Francis made clear what he considered was wrong with the Vatican Curia last December, when he ticked off 15 ailments that can afflict its members. He cited "spiritual Alzheimer's," lusting for power and the "terrorism of gossip" as diseases that must be cured for the church to be a healthier and holier place.
Francis was elected two years ago on a mandate from cardinals to reform the Vatican hierarchy, which during the final year of Pope Benedict XVI's papacy was exposed publicly as being a place of petty, back-biting turf battles, beset by cronyism, corruption and waste.
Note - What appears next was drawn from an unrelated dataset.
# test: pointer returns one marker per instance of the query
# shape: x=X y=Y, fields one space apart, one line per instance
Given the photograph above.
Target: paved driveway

He set out within a month of his election to name a group of cardinals from each continent to help rewrite the main blueprint of the Holy See government, a project he has said won't be finished before 2016.
He has taken steps in the meantime, though, creating an economy ministry with broad powers to ensure tighter and more transparent finances across the Vatican. But in a sign of growing pains that will likely only grow more pronounced as the reform progresses, even that office has been slow to get its statutes approved amid disputes over the scope of its authority.